Cassa del Mezzogiorno, Marotta ricorda: “Quelle valigie di denaro per corrompere”

Pubblicato il 8 Agosto 2010 - 13:15 OLTRE 6 MESI FA

La gente non aveva l’acqua nella case al Sud, ”invece arrivò questo grande fatto dalla Cassa…”, racconta innanzitutto un ‘guerriero’ della questione meridionale come Gerardo Marotta. La legge che istitui’ la Cassa del Mezzogiorno, il 10 agosto del 1950, secondo il giurista napoletano ”era quasi perfetta, aveva un difetto grave però: le concessioni”.

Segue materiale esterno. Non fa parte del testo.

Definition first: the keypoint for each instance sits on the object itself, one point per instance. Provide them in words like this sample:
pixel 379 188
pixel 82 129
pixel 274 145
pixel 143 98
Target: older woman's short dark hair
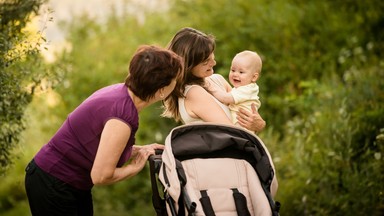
pixel 152 68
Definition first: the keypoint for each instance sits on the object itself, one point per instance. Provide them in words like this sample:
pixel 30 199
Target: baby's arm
pixel 223 97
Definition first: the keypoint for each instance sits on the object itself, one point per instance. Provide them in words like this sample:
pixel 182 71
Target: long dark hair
pixel 194 47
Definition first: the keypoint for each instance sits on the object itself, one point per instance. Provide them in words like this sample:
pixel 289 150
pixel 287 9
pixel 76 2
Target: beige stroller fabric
pixel 217 176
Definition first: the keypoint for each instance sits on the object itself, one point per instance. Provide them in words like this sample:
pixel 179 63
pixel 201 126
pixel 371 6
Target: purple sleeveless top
pixel 69 155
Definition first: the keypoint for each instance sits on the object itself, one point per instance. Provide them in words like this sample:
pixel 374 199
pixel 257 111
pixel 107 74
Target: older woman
pixel 98 137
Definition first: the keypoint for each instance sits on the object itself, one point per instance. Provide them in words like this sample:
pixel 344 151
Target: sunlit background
pixel 321 91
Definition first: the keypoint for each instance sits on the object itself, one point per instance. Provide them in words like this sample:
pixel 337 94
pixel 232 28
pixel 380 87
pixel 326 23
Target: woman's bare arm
pixel 113 141
pixel 200 104
pixel 250 120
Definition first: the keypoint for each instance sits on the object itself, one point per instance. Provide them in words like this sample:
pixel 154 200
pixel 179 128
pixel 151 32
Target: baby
pixel 245 70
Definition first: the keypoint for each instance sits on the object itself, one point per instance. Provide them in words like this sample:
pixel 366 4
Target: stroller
pixel 209 169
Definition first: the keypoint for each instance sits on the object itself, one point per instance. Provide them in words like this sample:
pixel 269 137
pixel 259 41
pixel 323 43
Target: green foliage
pixel 20 72
pixel 321 90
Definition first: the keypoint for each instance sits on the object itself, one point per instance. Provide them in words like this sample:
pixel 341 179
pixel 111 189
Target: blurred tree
pixel 20 72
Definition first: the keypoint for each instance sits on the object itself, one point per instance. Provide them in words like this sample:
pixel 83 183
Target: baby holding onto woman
pixel 245 71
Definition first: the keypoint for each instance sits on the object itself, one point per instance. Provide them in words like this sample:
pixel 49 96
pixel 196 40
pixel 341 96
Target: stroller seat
pixel 209 169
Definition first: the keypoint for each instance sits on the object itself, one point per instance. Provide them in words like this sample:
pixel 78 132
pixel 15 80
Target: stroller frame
pixel 207 140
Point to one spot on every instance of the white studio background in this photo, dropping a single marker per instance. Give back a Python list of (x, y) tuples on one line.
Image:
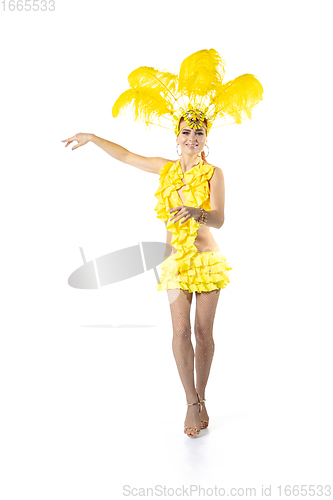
[(90, 394)]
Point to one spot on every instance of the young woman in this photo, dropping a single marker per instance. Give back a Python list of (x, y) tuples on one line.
[(190, 198), (191, 142)]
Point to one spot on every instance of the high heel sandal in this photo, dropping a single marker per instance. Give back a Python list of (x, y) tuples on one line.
[(203, 423), (195, 429)]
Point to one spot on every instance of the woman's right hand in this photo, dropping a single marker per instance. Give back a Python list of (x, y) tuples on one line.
[(82, 139)]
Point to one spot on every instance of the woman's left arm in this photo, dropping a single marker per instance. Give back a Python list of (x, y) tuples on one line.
[(215, 216)]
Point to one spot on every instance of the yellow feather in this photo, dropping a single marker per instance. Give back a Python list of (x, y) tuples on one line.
[(201, 73), (238, 97), (147, 104), (162, 81)]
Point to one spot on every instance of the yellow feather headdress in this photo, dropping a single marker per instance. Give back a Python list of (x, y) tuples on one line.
[(196, 94)]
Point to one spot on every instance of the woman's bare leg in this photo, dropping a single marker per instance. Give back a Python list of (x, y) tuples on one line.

Se i primi 10 anni della Cassa del Mezzogiorno furono ”gloriosi”, il fondatore dell’Istituto per gli Studi filosofici non ha dimenticato il resto della storia. Ancora sospira: ”Quelle valigette cariche di banconote per corrompere i funzionari di turno, con la compiacenza dei politici corrotti…”. E le dighe inutili, come quella del Menta in Calabria: ”Devastarono clima e paesaggio della Magna Grecia”. Passa per la modernizzazione del Mezzogiorno la storia dell’appalto all’italiana.

Ne paghiamo oggi le conseguenze: ”La lievitazione del debito pubblico, dovuta a un magna magna che raggiunse le dimensioni del disastro”. La cassa è, insomma, un capitolo della vicenda che ”arriva oggi ai pali eolici”. Alla memoria dell’amministrativista tornano anche ”centinaia di contadini” che subirono le espropriazioni: ”Li difesi e vinsi, facendo approvare una legge per tutelare i fittavoli. Scrissero con le luminarie, in un paese, ‘grazie Marotta”’.

Trenta anni di opere, investimenti e lotte. ”La Cassa fu una grande cosa per il Mezzogiorno – è la sentenza prima dei distinguo – ha fatto acquedotti, fognature in centinaia di comuni. Questa magnifica legge del 1950 prevedeva però che gli enti locali potessero evitare la gara: si potevano dare gli appalti attraverso trattative dirette in concessione”. C’e’ una postilla storica: ”Le concessioni erano regolate da una legge del ’29. All’epoca si giustificò la cosa, sostenendo che il ministro ai lavori pubblici era Mussolini: con la sua ‘lungimiranza’ avrebbe scelto le ditte adatte”.

Al concessionario, continua Marotta tornando alla Casmez, ”era possibile trattenere per sé la maggior parte dei soldi”: ”Si precipitarono quindi nel Sud le industrie del Nord, che fecero man bassa per la costruzione delle dighe: ne spuntarono dove erano utili e non dove non lo erano. Venivano a costare anche 100 volte più del dovuto”.

Fu un sistema ”nefasto”: ”Un porco, con la protezione della politica, poteva avvicinare i presidenti delle comunità montane e ottenere le concessioni. Trafficanti venivano da tutto il Paese con le valigie piene di soldi per corrompere i funzionari della Cassa. Una volta andai là con Adriano Buzzati Traverso: uno scienziato che voleva costruire un think tank. Quando vide tutte quelle valigette, mi disse ‘Marotta andiamocene, questo non è ambiente per noi”’.

”Inoltre a poco a poco – continua il racconto – i concessionari capirono che potevano impadronirsi anche della fase della progettazione. Andai da diversi professori universitari, per segnalare il problema: mi risposero di non fare il don Chisciotte”. Colse bene il problema Pasquale Saraceno, che denunciò ”il blocco sociale”: ”Burocrati, politici e imprenditori corrotti, camorra e ‘ndrangheta”. E le industrie portate dalla Cassa, che produssero migliaia di posti di lavoro? ”Mia madre era di Taranto – è la conclusione della testimonianza – hanno dato posti di lavoro, distruggendo però una città bellissima. E oggi la gente deve vedersela con il cancro”.